13 de outubro de 2003
Nova Iorque – Segunda Parte
Manhattan é uma ilha com uma forma aproximadamente rectangular de 12 km x 5 km.. À parte da baixa, é uma cidade topográficamente moderna: a todo o comprido há as avenidas (10) que são atravessadas, perpendicularmente, pelas ruas (mais de 100). As localizações são dadas pelos cruzamentos das ruas com as avenidas. Apenas uma rua sinuosa, em forma de S, quebra a simetria da organização ordeira das vias: é a conhecida Broadway. Geralmente este nome é logo associado aos teatros e musicais, mas a zona onde se encontram estas casas de espectáculos é apenas uma pequena porção desta grande avenida, na altura em que se cruza com a 6ª avenida, na famosa Times Square. Na baixa, já podemos encontrar ruas curvas, tão típicas na Europa, quanto ausentes nas planificações modernas americanas.
foto de David F. Gallagher
O metro é sujo. Antigo. Assustador. Mas por alguma razão sentia-me bem no seu interior, como que nas veias duma amada, na força viva de um animal. O metro está a tão pouca profundidade que a rua treme sempre que as composições passam por baixo de nós, que podemos ver através das grades que há nas ruas. É nas ruas que também se vêm as típicas chaminés de vapor. É na rua que se vêm os Lincolns. Na rua não se vêm carros estacionados. É só um fluxo, constante,
semi-ordeiro de carros. As limousines, os carros estranhos, os táxis – como nos filmes. É nas ruas que se encontra uma parte significativa da essência desta cidade. A mistura de pessoas edifícios é inexplicável. Os prédios lançam as suas sombras pelas ruas, mas dão ao sol os seus vidros para ele poder reflectir, como num cristal, uma infinidade de raios de luz. As pessoas numa forma semi-mecanizada, semi-humana deslocam-se de um lado para o outro, como formigas, numa procura de riqueza pessoal, mas (in)conscientemente comportando-se como seres simbióticos que fazem avançar, no plural, uma estrutura, uma sociedade. A comunhão, por vezes impura, é inegável e as pessoas relacionam-se de uma forma que eu nunca vi. Nova Iorque é a cidade da 5ª Avenida, da tecnologia, da novidade, do novo, do mais, mas também é uma cidade onde ainda há lojas (só) de chapéus, de barbeiros nas ruas mais movimentadas, de mercearias e délis. Para mim, a cidade é inexplicável e o turbilhão de palavras que por mim saiem só revelam a mistura de sentimentos que duas parcas semanas marcaram.

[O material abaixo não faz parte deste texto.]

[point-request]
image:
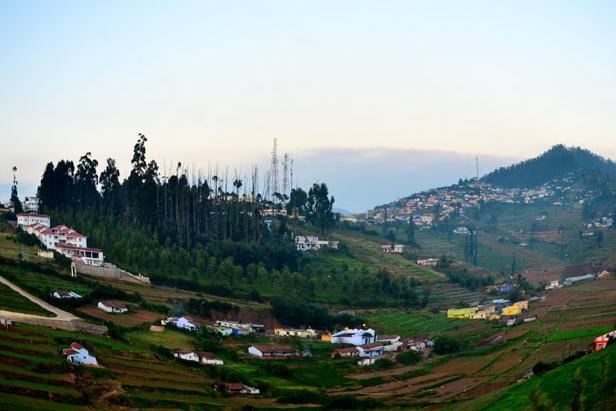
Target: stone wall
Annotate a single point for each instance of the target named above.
(111, 271)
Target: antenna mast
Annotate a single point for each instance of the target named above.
(274, 172)
(285, 176)
(477, 167)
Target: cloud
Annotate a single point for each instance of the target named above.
(363, 178)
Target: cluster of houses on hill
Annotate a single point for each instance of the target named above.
(60, 238)
(494, 310)
(223, 327)
(427, 208)
(313, 243)
(205, 358)
(360, 342)
(393, 248)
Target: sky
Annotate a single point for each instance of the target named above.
(336, 83)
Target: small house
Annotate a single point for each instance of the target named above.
(186, 355)
(428, 262)
(273, 351)
(461, 313)
(242, 389)
(371, 350)
(345, 352)
(364, 362)
(208, 358)
(286, 332)
(113, 307)
(354, 336)
(78, 355)
(388, 339)
(65, 294)
(187, 323)
(511, 310)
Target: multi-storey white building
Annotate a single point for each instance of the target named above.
(25, 219)
(354, 336)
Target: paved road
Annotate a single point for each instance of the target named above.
(61, 315)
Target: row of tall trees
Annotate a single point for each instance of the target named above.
(208, 233)
(189, 210)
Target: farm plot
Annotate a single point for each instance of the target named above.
(134, 317)
(32, 373)
(410, 324)
(10, 300)
(368, 251)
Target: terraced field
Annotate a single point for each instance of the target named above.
(409, 324)
(367, 250)
(32, 373)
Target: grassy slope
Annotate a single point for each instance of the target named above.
(585, 384)
(10, 300)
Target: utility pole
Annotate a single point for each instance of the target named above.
(274, 172)
(292, 161)
(285, 176)
(477, 167)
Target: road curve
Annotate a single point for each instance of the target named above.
(61, 315)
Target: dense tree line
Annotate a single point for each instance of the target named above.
(208, 233)
(554, 163)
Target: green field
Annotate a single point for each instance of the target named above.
(10, 300)
(588, 383)
(410, 324)
(560, 335)
(167, 338)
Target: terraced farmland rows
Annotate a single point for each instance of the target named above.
(10, 300)
(32, 374)
(368, 251)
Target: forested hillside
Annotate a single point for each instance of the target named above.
(554, 163)
(214, 233)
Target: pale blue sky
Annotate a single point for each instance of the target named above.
(217, 81)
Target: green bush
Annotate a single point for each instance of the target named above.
(408, 357)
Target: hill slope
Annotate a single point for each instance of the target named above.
(584, 384)
(556, 162)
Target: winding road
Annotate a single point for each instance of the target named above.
(61, 315)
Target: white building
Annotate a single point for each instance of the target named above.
(237, 388)
(354, 336)
(186, 355)
(288, 332)
(428, 262)
(208, 358)
(272, 351)
(87, 256)
(24, 220)
(187, 323)
(371, 350)
(113, 307)
(65, 294)
(67, 236)
(78, 355)
(31, 204)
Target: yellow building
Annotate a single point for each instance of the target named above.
(512, 310)
(461, 313)
(286, 332)
(522, 304)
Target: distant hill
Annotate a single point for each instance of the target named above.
(556, 162)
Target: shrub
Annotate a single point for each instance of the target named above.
(409, 357)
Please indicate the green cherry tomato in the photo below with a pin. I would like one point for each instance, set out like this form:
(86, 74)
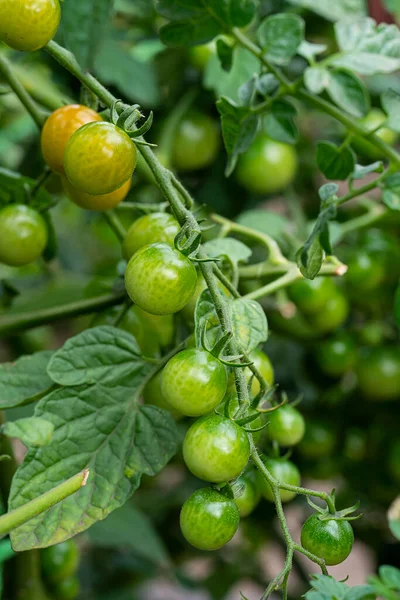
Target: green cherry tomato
(329, 539)
(267, 166)
(149, 229)
(209, 520)
(160, 279)
(333, 315)
(378, 373)
(68, 589)
(286, 425)
(365, 271)
(23, 235)
(28, 24)
(194, 382)
(319, 440)
(99, 158)
(371, 121)
(311, 296)
(216, 449)
(196, 143)
(60, 561)
(336, 355)
(250, 495)
(284, 471)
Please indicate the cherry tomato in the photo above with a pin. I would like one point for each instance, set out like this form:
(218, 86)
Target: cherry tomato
(286, 425)
(23, 235)
(68, 589)
(196, 144)
(334, 314)
(99, 158)
(311, 295)
(251, 494)
(102, 202)
(194, 382)
(60, 561)
(371, 121)
(319, 440)
(216, 449)
(336, 355)
(378, 373)
(28, 24)
(209, 520)
(329, 539)
(365, 271)
(59, 128)
(149, 229)
(284, 471)
(160, 279)
(152, 394)
(267, 166)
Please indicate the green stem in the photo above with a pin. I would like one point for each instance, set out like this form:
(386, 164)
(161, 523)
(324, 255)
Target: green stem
(27, 320)
(6, 70)
(35, 507)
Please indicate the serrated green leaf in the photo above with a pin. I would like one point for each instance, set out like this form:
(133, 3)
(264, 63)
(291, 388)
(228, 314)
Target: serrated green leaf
(130, 528)
(24, 379)
(32, 431)
(235, 250)
(280, 36)
(348, 92)
(84, 25)
(104, 429)
(239, 127)
(390, 100)
(334, 162)
(279, 124)
(101, 354)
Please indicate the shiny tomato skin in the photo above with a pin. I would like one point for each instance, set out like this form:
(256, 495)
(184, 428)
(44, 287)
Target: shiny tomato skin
(99, 158)
(58, 129)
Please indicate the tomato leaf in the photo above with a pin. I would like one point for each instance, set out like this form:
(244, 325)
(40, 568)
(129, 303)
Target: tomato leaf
(348, 92)
(84, 26)
(334, 162)
(32, 431)
(280, 36)
(101, 354)
(104, 429)
(24, 379)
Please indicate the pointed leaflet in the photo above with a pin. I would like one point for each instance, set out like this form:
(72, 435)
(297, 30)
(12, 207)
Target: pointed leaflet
(96, 427)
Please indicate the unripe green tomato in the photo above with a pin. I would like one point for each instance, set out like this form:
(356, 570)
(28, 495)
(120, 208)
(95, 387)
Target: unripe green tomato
(160, 279)
(149, 229)
(371, 121)
(284, 471)
(251, 495)
(23, 235)
(319, 440)
(99, 158)
(28, 24)
(209, 520)
(194, 382)
(216, 449)
(152, 394)
(267, 166)
(311, 295)
(286, 425)
(68, 589)
(329, 539)
(365, 271)
(336, 355)
(60, 561)
(333, 315)
(378, 373)
(197, 142)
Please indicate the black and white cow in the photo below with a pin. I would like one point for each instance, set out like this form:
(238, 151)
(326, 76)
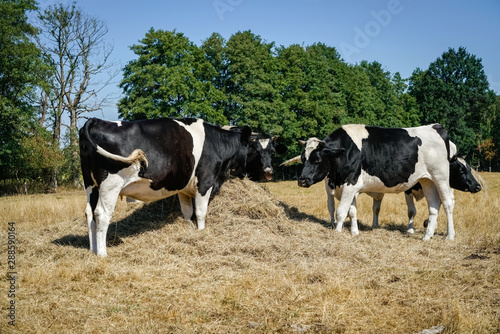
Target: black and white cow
(359, 158)
(150, 160)
(261, 151)
(462, 178)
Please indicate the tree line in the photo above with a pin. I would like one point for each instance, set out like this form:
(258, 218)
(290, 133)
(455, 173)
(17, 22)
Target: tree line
(52, 68)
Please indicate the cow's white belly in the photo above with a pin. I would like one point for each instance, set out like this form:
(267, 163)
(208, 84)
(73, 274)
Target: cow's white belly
(373, 184)
(141, 190)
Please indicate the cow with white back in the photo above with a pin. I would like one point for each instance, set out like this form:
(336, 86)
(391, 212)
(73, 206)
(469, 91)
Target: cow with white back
(462, 178)
(359, 158)
(149, 160)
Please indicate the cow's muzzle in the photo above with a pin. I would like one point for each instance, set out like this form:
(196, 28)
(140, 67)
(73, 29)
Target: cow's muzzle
(304, 182)
(268, 173)
(476, 189)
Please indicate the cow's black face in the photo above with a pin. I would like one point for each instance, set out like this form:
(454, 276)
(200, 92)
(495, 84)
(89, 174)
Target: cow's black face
(461, 177)
(260, 154)
(316, 168)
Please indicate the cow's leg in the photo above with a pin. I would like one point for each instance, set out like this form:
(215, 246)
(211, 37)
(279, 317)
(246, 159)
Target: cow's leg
(201, 202)
(330, 194)
(377, 203)
(109, 191)
(412, 212)
(92, 197)
(448, 200)
(186, 206)
(353, 213)
(348, 194)
(434, 202)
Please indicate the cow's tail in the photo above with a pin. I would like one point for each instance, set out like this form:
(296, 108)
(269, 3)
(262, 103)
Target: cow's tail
(87, 145)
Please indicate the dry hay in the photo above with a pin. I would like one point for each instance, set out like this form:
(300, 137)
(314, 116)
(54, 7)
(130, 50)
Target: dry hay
(262, 265)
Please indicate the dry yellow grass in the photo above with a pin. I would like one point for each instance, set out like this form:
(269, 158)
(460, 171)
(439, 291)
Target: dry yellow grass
(268, 261)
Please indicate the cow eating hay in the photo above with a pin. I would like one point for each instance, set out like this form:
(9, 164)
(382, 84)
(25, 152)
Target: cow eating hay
(150, 160)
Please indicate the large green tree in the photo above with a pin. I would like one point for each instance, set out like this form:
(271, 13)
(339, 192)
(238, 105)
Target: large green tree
(171, 77)
(253, 83)
(454, 91)
(21, 71)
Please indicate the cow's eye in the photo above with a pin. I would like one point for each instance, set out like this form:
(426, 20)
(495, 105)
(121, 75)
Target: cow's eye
(317, 161)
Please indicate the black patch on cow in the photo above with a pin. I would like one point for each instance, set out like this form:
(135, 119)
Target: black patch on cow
(444, 134)
(223, 151)
(390, 154)
(344, 168)
(416, 187)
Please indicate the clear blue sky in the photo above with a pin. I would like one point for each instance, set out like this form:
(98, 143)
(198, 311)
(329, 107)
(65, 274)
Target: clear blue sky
(400, 34)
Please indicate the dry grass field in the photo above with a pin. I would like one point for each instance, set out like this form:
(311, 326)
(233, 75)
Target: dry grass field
(267, 262)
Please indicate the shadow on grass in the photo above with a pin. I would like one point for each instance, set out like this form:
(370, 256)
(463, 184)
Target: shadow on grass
(294, 214)
(152, 216)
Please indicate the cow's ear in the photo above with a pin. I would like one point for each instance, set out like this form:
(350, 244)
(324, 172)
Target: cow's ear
(281, 149)
(246, 132)
(333, 152)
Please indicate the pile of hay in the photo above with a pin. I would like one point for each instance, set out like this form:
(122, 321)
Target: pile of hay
(240, 199)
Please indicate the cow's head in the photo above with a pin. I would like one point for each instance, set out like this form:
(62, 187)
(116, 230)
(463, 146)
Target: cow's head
(461, 176)
(316, 158)
(261, 150)
(238, 164)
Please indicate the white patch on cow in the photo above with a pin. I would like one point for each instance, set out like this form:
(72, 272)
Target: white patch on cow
(357, 132)
(264, 143)
(93, 179)
(201, 204)
(141, 190)
(311, 145)
(197, 131)
(90, 221)
(135, 157)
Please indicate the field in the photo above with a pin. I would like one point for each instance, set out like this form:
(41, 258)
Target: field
(268, 261)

foto de David F. Gallagher
Eu ainda vi o tapete de Miró, no átrio do World Trade Center. E depois voltei à cidade. Tinha de ser. Porque sim. Porque foi a única cidade onde vi um tipo de meia de nilon na cabeça e t-shirt de manga cava branca a admirar um quadro de Picasso; porque foi a única cidade onde uma pessoa totalmente estranha me ofereceu, no metro, um guia com as actividades culturais mais recentes; porque é a única cidade em que italianos, russos, ucranianos, israelitas, franceses, ingleses, portugueses, chineses… vivem em conjunto e choram os mortos comuns; porque é a única cidade onde vi um museu que sempre esteve pintado de branco, todo pintado de preto; porque é a única cidade onde vi uma missa às nove da manhã cheia de juventude. Mas também é verdade que não conheço o mundo todo.